From Raw Story:
A liberal activist group has filed disciplinary complaints in four states and the District of Columbia calling for the disbarment of twelve lawyers they say are associated with the Bush administration’s position on torture.
The complaints — running more than 500 pages — enumerate in excruciating detail the case against key Bush officials that participated in defending “torture techniques” employed by the administration against alleged al Qaeda suspects.
The complaints are posted online at disbartorturelawyers.com.
The complaints were filed against former White House Legal Counsel attorneys John Yoo, Jay Bybee and Stephen Bradbury; former Attorney Generals Alberto Gonzales, John Ashcroft and Michael Mukasey; former Homeland Security Secretary Michael Chertoff; former chief of staff to Vice President Dick Cheney David Addington, Alice Fisher, William Haynes II, Douglas Feith and Timothy Flanigan with the state bars in the District of Columbia, New York, California, Texas and Pennsylvania.
“The individually tailored complaints allege that the named attorneys violated the rules of professional responsibility by advocating torture, which is illegal under both United States and international law,” the activist group Velvet Revolution said in a release. “Specifically, the Geneva Convention, UN Convention Against Torture, the Eighth Amendment, the Army Field Manual and the United States Criminal Code against torture and war crimes all prohibit torture of detainees.
“The memos written and supported by these attorneys advocating torture have now been repudiated by the Department of Justice, the White House, the Department of Defense and other experts in the field,” they continued. “The recently released Senate and Red Cross reports on detainee treatment provide uncontroverted evidence that the torture techniques advocated by the attorneys were used on human beings over an extended period of time. ”
In addition, the group says that evidence surrounding the Bush administration’s legal wrangling shows the lawyers engaged in “moral turpitude.”
“We have asked the respective state bars to revoke the licenses of the foregoing attorneys for moral turpitude,” they write. “They failed to show ‘respect for and obedience to the law, and respect for the rights of others,’ and intentionally or recklessly failed to act competently, all in violation of legal Rules of Professional Conduct.”

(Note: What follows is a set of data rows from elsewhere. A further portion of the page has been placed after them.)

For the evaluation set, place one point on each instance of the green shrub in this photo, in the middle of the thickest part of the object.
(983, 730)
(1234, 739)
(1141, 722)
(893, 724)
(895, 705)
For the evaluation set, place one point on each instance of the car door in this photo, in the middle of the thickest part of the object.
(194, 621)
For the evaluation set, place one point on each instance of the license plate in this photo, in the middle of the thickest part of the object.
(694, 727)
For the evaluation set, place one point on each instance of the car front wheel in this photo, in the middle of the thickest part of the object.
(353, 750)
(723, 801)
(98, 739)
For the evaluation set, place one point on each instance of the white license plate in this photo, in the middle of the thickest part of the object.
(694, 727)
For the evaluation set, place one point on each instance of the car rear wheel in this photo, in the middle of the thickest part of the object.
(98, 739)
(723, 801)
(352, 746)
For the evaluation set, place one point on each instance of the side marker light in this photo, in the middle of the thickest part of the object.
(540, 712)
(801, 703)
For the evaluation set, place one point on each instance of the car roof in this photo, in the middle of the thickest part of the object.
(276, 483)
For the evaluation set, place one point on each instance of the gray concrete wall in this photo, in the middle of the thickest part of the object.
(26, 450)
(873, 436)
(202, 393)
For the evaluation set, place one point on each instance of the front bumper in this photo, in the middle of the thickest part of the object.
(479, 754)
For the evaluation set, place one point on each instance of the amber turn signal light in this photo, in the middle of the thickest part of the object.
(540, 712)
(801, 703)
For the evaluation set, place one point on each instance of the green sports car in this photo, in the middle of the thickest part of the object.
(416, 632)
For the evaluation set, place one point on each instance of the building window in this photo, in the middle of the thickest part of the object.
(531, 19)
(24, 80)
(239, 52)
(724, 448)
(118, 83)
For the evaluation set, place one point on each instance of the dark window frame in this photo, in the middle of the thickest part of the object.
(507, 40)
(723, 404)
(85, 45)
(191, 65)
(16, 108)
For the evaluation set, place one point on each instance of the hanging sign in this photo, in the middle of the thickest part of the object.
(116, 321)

The complaints seek disciplinary action and disbarment — the prohibition of allowing any of the aforementioned officials from practicing law.
Jay Bybee, who authored an infamous memo that laid out the techniques the Bush administration sanctioned, is now a judge in the District of Columbia. The complaint regarding the former White House Office of Legal Counsel attorney argues that Bybee’s involvement amounts to a “travesty of justice.”
“The [Office of Legal Counsel] memoranda offered the patina of legal sanction to the use of techniques such as waterboarding, hypothermia, stress positions, extensive sleep deprivation and confinement with stinging insects to exploit prisoner phobias,” the activists write. “The memos, by carefully defining parameters, clearly demonstrate that the authors of the memos were deeply engaged in the application of torture techniques, not merely giving abstract legal counsel.”
“Therefore, Velvet Revolution calls upon the Board on Professional Responsibility, District of Columbia Court of Appeals, to act immediately to disbar Mr. Bybee for conduct that is a travesty of justice and an affront to the rule of law and the standards of professional legal and ethical conduct,” they write.